Ich denke, diese Zahlen und auch die damit verbundenen Kernaussagen verdeutlichen sehr gut, dass wir nicht einfach 'weniger resilient', oder 'schneller gestresst' sind, sondern, dass eine tatsächliche Erhöhung, Verdichtung und Intensivierung der Anforderungen stattgefunden hat.

Deine Tipps & Tricks: Wie kann ich meinen Tag planen, damit er ‘stressfreier’ ist?

Ein guter Startpunkt ist, sich selbst erst einmal zu fragen: Was macht mich glücklich? Was tut mir gut? Wie komme ich am besten zur Ruhe? Mit einem Buch? Einem Hörspiel? Meiner Lieblingsserie? Welche Umgebung, welches Setting hilft mir, herunterzukommen? Welche Personen sind Balsam für meine Seele?

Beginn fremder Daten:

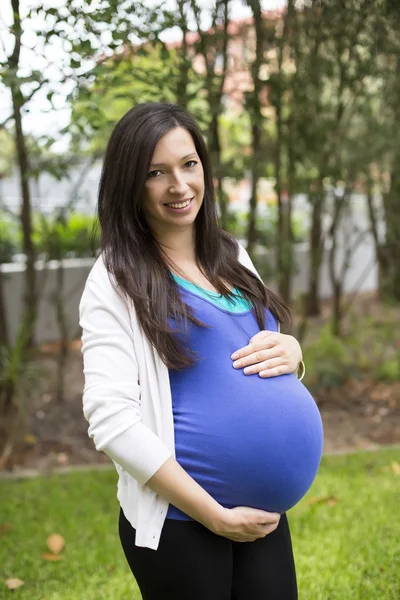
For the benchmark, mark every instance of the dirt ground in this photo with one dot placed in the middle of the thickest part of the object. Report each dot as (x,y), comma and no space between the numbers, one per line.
(361,414)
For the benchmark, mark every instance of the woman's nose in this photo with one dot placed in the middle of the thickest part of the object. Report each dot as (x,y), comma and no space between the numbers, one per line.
(178,184)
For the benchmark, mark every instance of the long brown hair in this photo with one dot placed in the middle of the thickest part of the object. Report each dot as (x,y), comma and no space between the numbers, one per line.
(133,256)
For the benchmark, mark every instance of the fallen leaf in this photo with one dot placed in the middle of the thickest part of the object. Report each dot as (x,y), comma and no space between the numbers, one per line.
(52,557)
(4,527)
(55,543)
(62,458)
(13,583)
(330,500)
(395,468)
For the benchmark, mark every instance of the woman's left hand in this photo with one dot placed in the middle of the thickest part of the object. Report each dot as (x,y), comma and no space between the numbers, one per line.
(269,354)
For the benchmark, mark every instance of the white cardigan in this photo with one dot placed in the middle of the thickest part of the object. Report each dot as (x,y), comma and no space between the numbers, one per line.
(127,398)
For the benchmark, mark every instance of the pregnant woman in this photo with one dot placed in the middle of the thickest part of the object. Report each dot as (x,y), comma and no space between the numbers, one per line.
(189,384)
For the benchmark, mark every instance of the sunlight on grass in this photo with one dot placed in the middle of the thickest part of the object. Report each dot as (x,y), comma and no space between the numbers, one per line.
(348,548)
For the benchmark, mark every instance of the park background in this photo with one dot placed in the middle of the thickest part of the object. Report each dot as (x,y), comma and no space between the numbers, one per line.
(299,102)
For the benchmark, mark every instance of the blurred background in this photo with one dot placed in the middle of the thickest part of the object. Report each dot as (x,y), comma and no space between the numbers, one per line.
(299,101)
(300,104)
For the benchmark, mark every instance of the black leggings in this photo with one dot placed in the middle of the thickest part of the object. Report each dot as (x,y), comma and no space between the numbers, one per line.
(192,563)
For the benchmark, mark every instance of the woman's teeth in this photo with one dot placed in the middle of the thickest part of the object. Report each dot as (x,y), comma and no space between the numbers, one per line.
(181,205)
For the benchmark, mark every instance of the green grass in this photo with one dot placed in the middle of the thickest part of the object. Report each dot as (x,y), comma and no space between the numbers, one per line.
(346,551)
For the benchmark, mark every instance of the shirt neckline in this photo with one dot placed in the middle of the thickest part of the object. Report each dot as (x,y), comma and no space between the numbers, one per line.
(224,310)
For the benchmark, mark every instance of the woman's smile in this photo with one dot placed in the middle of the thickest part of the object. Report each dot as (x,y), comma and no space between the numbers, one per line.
(180,207)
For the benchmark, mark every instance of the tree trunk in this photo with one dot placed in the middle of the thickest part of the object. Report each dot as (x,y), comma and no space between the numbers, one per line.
(181,90)
(390,250)
(316,252)
(4,336)
(30,294)
(63,329)
(254,108)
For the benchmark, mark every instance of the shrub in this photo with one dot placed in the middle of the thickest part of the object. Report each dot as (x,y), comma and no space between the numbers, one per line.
(66,238)
(9,242)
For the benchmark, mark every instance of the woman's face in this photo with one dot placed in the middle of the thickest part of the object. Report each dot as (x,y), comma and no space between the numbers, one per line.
(174,188)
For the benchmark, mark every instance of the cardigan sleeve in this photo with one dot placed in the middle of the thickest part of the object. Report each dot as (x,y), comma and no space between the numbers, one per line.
(112,396)
(245,259)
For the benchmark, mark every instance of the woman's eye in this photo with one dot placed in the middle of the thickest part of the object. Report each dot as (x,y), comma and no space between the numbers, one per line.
(152,174)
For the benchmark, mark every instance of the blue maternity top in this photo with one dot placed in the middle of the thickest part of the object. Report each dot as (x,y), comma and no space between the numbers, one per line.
(246,440)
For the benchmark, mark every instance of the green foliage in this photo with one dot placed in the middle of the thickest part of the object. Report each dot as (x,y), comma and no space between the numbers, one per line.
(65,237)
(368,348)
(328,360)
(389,370)
(9,241)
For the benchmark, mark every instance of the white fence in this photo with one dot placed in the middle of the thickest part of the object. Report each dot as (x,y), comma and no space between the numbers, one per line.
(362,276)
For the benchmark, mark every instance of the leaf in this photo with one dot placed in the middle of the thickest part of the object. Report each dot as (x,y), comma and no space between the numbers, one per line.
(52,557)
(395,468)
(330,500)
(4,527)
(55,543)
(13,583)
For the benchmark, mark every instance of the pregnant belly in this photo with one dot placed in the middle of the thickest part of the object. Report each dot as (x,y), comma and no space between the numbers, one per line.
(258,443)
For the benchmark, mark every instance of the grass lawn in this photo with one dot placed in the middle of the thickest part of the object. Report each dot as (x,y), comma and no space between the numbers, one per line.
(346,534)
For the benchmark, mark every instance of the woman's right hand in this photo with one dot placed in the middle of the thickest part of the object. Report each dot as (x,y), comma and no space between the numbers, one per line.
(245,524)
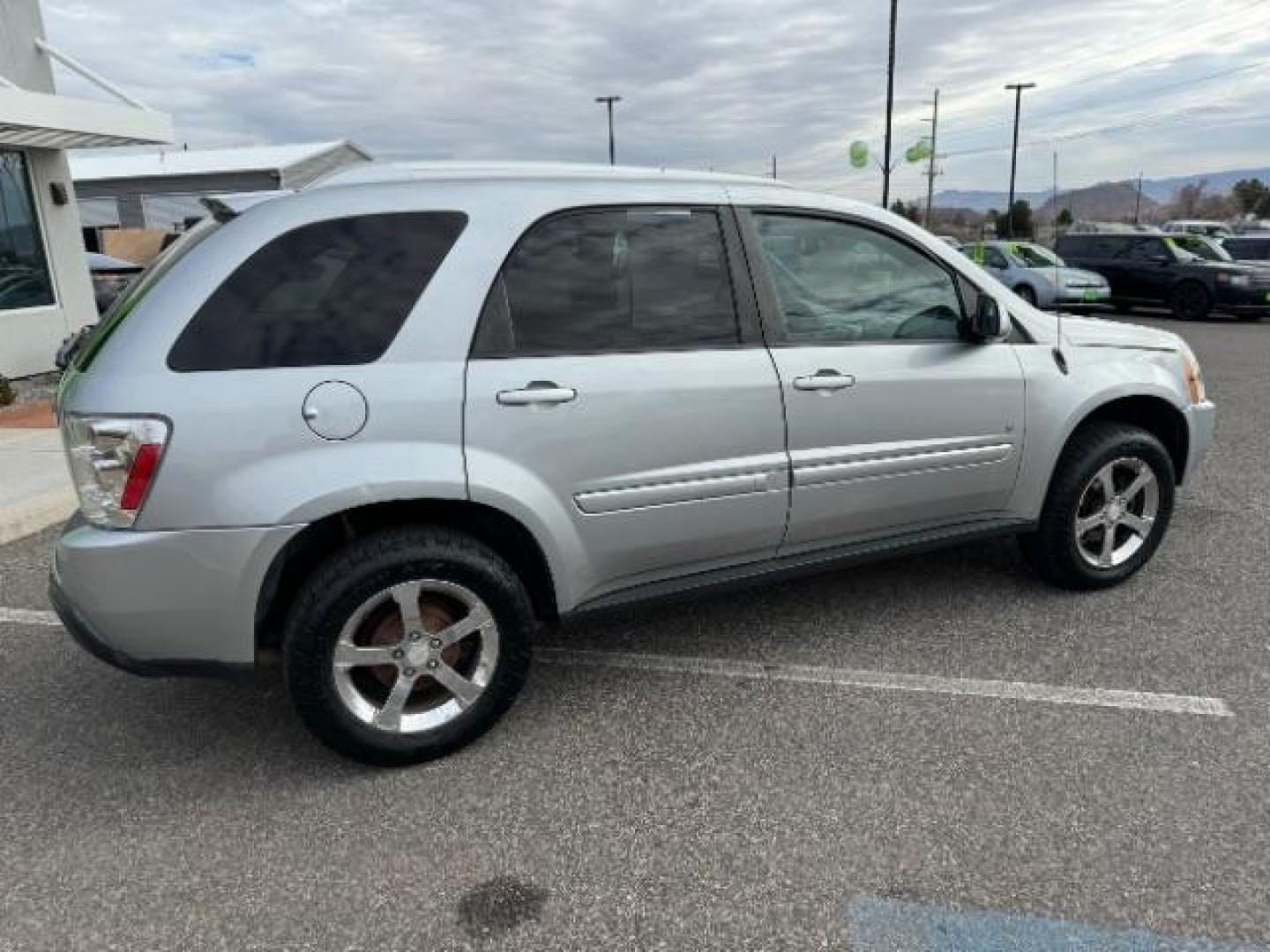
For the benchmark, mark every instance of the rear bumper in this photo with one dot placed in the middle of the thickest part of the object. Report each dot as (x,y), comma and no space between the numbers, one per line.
(164,602)
(1243,300)
(1084,297)
(1201,424)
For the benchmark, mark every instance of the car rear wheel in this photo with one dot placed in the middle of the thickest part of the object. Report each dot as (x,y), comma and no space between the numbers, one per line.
(1191,301)
(1108,508)
(407,645)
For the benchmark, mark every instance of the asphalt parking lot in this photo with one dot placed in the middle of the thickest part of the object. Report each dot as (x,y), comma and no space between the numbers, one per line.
(730,807)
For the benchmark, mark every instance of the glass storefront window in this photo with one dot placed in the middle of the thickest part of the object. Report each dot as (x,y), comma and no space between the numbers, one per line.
(25,279)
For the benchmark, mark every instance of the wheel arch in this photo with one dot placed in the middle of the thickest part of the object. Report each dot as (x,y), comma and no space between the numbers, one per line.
(507,536)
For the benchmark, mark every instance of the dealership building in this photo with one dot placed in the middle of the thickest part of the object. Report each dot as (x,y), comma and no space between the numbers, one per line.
(161,190)
(45,288)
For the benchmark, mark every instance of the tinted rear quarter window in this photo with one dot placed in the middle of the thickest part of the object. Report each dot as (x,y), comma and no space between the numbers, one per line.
(332,292)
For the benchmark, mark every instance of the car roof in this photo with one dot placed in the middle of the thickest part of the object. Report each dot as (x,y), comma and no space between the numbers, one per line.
(103,262)
(435,172)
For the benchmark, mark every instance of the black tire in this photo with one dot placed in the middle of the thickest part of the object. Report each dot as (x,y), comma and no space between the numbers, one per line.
(1053,550)
(358,573)
(1191,301)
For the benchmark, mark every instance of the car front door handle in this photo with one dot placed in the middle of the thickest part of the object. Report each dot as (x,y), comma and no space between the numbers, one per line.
(825,380)
(539,392)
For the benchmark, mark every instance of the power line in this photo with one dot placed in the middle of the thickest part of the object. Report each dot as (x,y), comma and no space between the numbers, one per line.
(1064,63)
(1065,111)
(1105,130)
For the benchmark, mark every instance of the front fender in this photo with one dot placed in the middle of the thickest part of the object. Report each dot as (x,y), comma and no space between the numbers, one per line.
(1057,404)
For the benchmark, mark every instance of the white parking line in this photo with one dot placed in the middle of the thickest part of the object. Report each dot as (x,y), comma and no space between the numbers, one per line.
(836,677)
(26,616)
(888,681)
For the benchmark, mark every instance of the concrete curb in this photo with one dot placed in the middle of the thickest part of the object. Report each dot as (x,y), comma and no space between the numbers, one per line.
(37,513)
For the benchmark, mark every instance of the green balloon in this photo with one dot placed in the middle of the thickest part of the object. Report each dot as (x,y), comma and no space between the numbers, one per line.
(920,152)
(859,153)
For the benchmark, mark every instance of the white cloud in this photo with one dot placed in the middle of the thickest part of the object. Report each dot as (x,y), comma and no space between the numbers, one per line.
(703,81)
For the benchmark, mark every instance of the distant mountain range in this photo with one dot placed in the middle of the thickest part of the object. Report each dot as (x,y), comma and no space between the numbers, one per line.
(1156,190)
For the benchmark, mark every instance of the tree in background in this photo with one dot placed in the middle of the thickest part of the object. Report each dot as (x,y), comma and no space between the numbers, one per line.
(1024,227)
(1188,199)
(908,211)
(1194,202)
(1252,197)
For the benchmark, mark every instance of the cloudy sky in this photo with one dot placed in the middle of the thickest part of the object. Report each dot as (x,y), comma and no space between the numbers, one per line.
(1166,86)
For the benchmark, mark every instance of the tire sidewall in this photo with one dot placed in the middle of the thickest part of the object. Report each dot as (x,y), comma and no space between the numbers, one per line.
(343,585)
(1079,478)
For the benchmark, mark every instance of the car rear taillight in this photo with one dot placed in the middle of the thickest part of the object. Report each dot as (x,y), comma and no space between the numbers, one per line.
(113,461)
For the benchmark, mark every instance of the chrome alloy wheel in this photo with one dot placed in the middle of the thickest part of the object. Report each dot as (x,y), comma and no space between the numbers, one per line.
(415,657)
(1117,513)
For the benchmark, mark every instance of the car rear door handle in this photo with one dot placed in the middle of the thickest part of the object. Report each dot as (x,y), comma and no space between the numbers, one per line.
(540,391)
(825,380)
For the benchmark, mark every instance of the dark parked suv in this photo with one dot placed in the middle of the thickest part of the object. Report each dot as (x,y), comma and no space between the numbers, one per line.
(1249,248)
(1157,270)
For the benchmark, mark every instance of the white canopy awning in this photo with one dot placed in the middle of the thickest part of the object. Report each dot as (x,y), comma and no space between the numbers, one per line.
(46,121)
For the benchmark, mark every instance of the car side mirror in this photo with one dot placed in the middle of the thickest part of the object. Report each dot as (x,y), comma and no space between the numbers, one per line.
(986,323)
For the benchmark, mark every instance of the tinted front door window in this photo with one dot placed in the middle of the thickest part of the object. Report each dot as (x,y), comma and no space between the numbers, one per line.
(839,282)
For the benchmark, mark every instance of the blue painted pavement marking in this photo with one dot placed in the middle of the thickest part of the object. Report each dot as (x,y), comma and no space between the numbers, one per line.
(900,926)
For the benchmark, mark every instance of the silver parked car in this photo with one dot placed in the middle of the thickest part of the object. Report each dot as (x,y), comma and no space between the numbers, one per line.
(395,424)
(1039,276)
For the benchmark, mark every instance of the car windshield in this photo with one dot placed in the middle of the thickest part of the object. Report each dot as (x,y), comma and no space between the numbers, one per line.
(1035,257)
(1199,247)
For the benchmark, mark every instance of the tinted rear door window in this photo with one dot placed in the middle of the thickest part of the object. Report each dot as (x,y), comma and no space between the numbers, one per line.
(612,280)
(333,292)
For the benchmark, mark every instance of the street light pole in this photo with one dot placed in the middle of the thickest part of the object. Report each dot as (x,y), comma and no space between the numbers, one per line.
(1013,153)
(930,172)
(891,104)
(609,101)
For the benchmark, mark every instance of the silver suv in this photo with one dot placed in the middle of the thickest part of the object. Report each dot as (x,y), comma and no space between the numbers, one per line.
(399,421)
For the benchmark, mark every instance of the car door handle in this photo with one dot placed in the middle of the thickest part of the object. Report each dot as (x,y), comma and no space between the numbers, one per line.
(540,391)
(825,380)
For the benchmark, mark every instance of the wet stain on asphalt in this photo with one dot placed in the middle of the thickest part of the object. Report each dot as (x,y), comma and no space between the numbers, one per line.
(499,905)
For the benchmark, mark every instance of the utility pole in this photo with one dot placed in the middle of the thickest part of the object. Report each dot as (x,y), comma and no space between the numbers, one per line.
(930,170)
(1013,153)
(891,104)
(609,101)
(1053,201)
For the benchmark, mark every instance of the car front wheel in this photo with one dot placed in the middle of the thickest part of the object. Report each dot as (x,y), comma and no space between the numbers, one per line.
(1108,508)
(407,645)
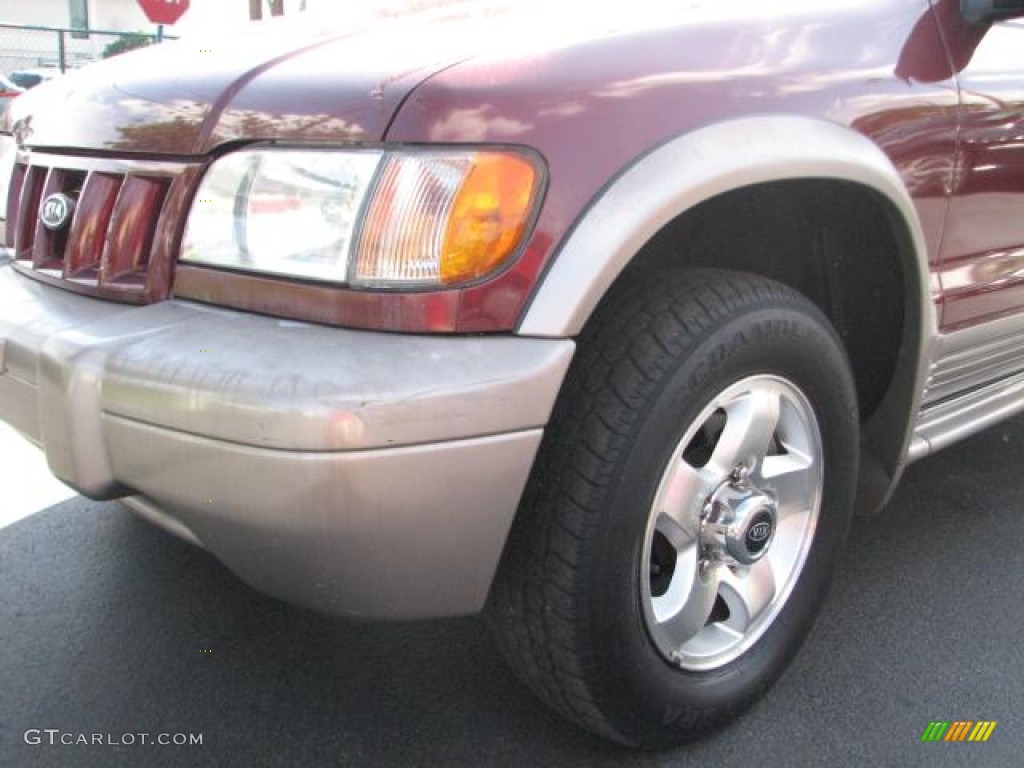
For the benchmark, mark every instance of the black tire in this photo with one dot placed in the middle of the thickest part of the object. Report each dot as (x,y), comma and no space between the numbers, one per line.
(568,601)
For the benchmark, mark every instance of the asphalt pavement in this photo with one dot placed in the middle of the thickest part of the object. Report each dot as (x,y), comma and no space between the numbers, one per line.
(112,629)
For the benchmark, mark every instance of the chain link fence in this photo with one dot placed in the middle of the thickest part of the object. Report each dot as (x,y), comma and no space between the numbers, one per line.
(53,49)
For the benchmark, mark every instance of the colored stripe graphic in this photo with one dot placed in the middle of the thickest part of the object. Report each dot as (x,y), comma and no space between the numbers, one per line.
(982,731)
(958,730)
(935,730)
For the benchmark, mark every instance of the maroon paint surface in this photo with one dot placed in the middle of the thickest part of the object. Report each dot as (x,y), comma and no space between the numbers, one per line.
(592,92)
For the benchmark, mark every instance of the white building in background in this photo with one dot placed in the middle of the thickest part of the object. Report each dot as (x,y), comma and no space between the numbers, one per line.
(125,15)
(20,49)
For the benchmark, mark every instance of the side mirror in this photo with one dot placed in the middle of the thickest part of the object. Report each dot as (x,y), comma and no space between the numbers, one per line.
(986,11)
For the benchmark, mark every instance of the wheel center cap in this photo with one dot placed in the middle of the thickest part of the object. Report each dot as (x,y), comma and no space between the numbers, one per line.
(739,523)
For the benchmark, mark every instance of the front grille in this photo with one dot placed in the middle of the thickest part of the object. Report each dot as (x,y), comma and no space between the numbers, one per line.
(121,239)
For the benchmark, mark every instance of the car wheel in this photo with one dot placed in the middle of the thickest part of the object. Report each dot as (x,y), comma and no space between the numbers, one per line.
(684,512)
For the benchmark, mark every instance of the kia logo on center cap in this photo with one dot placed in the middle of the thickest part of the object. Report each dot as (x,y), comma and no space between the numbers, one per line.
(56,212)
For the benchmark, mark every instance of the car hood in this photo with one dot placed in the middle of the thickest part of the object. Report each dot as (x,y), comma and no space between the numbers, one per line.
(305,79)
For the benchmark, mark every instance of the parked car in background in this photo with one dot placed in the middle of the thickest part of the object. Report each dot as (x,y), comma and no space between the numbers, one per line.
(27,79)
(598,318)
(8,90)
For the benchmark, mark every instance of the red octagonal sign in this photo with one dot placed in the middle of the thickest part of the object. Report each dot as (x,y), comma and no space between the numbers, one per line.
(164,11)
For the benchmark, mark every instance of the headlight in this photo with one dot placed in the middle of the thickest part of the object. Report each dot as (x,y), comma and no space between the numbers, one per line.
(366,218)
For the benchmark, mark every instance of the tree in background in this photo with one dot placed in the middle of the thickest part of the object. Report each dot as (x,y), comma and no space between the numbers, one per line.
(127,43)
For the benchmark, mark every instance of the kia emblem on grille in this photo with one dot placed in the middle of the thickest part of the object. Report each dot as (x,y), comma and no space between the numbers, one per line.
(56,211)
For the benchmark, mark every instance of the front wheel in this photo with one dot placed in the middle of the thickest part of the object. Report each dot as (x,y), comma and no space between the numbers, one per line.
(680,526)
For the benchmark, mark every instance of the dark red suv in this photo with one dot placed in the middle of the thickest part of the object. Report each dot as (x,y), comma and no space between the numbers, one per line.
(598,318)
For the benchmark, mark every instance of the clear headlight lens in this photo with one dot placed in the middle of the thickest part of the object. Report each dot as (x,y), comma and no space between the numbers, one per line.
(282,212)
(367,218)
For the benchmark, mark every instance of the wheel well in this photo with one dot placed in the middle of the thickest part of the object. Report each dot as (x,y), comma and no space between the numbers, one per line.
(832,241)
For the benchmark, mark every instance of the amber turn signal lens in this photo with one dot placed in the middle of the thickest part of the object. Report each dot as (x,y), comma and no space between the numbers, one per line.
(488,216)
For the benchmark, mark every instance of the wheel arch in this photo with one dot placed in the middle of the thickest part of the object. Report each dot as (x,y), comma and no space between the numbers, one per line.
(793,158)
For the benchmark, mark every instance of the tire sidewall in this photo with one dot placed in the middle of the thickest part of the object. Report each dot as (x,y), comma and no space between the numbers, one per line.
(646,695)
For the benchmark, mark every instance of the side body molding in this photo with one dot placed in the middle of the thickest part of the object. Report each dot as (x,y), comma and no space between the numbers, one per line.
(686,171)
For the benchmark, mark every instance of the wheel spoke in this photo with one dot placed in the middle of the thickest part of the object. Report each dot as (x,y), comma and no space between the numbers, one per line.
(750,426)
(691,612)
(748,594)
(792,478)
(679,504)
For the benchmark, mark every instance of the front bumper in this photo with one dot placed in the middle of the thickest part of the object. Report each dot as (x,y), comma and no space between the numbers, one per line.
(354,472)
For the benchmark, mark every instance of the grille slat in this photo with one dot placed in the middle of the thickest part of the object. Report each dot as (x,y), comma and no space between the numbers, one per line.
(88,230)
(13,203)
(28,211)
(132,227)
(122,239)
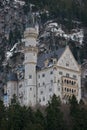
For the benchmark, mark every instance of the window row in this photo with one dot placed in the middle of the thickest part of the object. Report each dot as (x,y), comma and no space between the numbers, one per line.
(69,90)
(70,82)
(43,75)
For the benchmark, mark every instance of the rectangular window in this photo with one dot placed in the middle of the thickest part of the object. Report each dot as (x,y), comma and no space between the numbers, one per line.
(43,75)
(67,75)
(39,100)
(51,72)
(39,76)
(58,81)
(43,98)
(60,73)
(74,76)
(38,84)
(67,64)
(50,89)
(41,92)
(51,82)
(43,83)
(30,88)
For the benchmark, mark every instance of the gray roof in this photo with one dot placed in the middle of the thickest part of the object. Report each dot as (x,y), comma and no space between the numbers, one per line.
(55,54)
(12,77)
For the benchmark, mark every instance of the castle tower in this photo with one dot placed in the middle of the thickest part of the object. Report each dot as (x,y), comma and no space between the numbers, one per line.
(30,50)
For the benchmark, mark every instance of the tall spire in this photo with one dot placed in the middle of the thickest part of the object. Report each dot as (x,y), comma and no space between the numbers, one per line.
(30,17)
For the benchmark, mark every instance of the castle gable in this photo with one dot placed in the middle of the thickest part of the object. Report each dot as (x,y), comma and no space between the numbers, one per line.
(68,61)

Wenn du anhand solcher Fragen begonnen hast, kannst du in einem weiteren Schritt ganz gezielt kleine Atempausen in den Alltag einbauen. Überfordere dich jedoch nicht direkt selbst – du musst nicht jeden Tag eine halbe Stunde mit deinem Lieblingsbuch auf dem Sofa verbringen. Wichtig ist, eine Routine zu schaffen. Das bedeutet, du nimmst dir ab heute jeden Tag zehn Minuten nur für dich selbst, in denen du das tust, was gut für dich ist, und etablierst dieses Ritual, indem du es konsequent mindestens drei Wochen durchhältst. Dann ist die neue Gewohnheit in deinem Leben verankert und selbstverständlich geworden.

Du arbeitest viel mit working mums & dads: Welche drei konkreten Tipps für den Alltag hast du, um in stressigen Situationen den verschiedenen Rollen gerecht zu werden?

  1. Loslassen! Es ist utopisch, davon auszugehen, dass du deine unterschiedlichen Rollen immer zu 100 % nach deinen Vorstellungen und Ansprüchen bespielen kannst.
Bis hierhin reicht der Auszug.